An outdated idea about solar panels has been slowing advancement: study - xbmcuser
https://www.inverse.com/article/59404-solar-panel-replacement
======
ASalazarMX
Alternative title: "Why don't we make solar panels last 10-15 years instead of
20-25?"

How about no. The technology improves in very small increments, there's no
need to replace panels for a 3-5% gain. This smells of wanting programmed
obsolescence because the current growth rate will stabilize in the future.

------
thefj
_In recent years, the price of solar panel technology has been driven down,
but the cost of labor and installation hasn’t. As the framework technologies
go out of date within a 25-year period, individuals and companies are facing
larger costs when they are required replace both the framework system and the
panels themselves every 25-30 years in order to install entirely new systems.
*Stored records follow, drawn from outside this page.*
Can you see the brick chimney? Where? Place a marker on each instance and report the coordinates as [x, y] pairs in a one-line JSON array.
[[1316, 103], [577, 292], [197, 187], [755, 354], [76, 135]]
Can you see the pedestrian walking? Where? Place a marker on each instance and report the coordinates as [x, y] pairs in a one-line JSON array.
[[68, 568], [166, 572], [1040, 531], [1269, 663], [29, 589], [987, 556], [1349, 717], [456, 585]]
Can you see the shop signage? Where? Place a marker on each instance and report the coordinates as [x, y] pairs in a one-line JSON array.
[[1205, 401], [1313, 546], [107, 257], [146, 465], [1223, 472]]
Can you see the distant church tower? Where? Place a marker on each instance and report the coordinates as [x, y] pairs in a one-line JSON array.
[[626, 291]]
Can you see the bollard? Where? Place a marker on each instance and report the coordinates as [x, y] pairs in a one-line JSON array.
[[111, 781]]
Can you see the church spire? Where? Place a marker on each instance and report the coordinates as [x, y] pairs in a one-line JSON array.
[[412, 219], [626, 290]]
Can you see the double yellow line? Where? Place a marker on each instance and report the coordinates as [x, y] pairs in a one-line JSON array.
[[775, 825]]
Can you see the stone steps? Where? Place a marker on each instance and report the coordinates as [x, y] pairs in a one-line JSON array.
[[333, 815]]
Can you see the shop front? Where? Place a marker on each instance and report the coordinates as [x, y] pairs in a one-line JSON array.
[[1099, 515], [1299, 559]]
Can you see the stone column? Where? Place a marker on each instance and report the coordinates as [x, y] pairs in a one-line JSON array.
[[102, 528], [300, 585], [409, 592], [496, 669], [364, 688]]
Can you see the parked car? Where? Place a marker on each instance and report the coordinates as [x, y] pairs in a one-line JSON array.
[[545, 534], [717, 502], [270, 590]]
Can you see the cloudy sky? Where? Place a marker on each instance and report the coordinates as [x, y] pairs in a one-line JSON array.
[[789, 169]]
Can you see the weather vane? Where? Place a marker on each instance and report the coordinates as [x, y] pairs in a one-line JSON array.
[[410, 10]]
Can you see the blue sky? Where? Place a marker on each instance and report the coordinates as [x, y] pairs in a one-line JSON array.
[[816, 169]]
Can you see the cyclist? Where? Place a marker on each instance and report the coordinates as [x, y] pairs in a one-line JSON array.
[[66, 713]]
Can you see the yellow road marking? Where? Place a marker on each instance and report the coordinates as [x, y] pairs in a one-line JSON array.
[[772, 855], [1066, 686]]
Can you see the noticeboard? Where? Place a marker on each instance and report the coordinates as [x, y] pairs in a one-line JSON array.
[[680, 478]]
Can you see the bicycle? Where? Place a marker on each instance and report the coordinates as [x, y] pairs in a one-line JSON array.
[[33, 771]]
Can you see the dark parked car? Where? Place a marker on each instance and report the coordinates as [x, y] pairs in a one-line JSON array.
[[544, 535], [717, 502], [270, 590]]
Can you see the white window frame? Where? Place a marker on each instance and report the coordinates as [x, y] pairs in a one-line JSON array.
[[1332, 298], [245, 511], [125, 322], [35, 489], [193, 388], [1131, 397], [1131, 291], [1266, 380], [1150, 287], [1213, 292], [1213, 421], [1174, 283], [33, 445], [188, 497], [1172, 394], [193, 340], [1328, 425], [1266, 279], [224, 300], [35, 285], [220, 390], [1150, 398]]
In contrast, the authors write that replacing panels more often with newer and
more advanced models would allow cross-compatibility between the panels and
the system, allowing the framework itself to remain the same while new panels
are popped on and off._

So even though the installation and replacement labor is what's expensive,
they assume that some kind of cross compatibility will appear, and it will be
cheaper? Seems like quite a leap.

------
agoodthrowaway
The cost of installation is why I don’t have solar. While I agree 25 year life
is a limitation on adopting better panel technology, it’s hard to justify the
installation costs at shorter intervals.

------
robotron
Terrible mobile site.

------
Spooky23
In the HN hive mind, this makes solar even more deadly. With installers
falling off of roofs at a faster interval, the death rate per gigawatt will
grow.